La medida, aprobada previamente por el Congreso con apoyo de demócratas y republicanos, garantiza la continuidad de servicios esenciales como la seguridad aeroportuaria, la protección de altos funcionarios y la respuesta ante emergencias.
Sin embargo, el acuerdo dejó fuera a las principales agencias migratorias, incluyendo el Servicio de Inmigración y Control de Aduanas y la Oficina de Aduanas y Protección Fronteriza, cuyos presupuestos serán discutidos en una legislación aparte en las próximas semanas.

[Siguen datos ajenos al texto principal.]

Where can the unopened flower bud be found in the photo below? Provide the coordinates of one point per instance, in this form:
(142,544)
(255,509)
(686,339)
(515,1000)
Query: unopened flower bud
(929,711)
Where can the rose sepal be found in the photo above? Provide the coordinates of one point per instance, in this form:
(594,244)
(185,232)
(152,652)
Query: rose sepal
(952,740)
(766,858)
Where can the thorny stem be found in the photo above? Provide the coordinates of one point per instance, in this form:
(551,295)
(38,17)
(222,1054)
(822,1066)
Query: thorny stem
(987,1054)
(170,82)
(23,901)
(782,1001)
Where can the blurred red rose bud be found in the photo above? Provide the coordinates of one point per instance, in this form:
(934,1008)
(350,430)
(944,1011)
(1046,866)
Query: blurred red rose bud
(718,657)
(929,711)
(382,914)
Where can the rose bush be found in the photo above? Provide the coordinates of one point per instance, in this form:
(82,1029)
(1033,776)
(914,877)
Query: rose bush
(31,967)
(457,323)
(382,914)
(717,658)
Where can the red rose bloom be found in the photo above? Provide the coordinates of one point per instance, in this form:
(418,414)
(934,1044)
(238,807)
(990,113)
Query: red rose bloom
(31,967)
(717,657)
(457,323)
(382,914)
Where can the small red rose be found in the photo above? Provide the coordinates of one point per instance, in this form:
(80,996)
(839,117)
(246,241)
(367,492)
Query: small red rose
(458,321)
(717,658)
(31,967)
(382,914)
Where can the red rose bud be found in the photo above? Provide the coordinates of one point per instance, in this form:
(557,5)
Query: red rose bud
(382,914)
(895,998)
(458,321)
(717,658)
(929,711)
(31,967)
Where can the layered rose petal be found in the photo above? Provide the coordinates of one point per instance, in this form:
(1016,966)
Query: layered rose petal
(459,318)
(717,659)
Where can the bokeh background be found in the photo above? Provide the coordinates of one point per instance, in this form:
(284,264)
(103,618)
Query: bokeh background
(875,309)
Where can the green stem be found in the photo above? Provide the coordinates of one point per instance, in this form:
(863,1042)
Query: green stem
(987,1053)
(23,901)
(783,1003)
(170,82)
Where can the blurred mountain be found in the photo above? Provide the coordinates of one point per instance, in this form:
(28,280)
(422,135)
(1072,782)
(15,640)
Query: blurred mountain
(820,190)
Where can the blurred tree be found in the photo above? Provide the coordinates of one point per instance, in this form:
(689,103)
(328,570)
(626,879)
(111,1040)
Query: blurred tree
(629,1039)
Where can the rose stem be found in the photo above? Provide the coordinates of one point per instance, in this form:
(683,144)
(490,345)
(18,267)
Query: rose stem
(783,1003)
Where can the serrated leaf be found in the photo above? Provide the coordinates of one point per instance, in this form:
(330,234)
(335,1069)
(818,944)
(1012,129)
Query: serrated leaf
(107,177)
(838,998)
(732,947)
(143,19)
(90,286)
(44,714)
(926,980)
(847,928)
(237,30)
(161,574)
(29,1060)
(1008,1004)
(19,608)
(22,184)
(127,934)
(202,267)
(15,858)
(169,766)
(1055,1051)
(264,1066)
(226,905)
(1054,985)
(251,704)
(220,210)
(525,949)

El cierre parcial se mantenía desde febrero, en medio de desacuerdos políticos relacionados con las políticas migratorias y el uso de la fuerza por parte de estas agencias. Legisladores demócratas han exigido mayores controles, transparencia en las operaciones y límites en las detenciones, mientras que sectores republicanos abogan por ampliar sus capacidades y recursos.
Aunque el acuerdo supone un avance para restablecer operaciones gubernamentales clave, el debate sobre la política migratoria en Estados Unidos continúa abierto y apunta a nuevas negociaciones en el Congreso.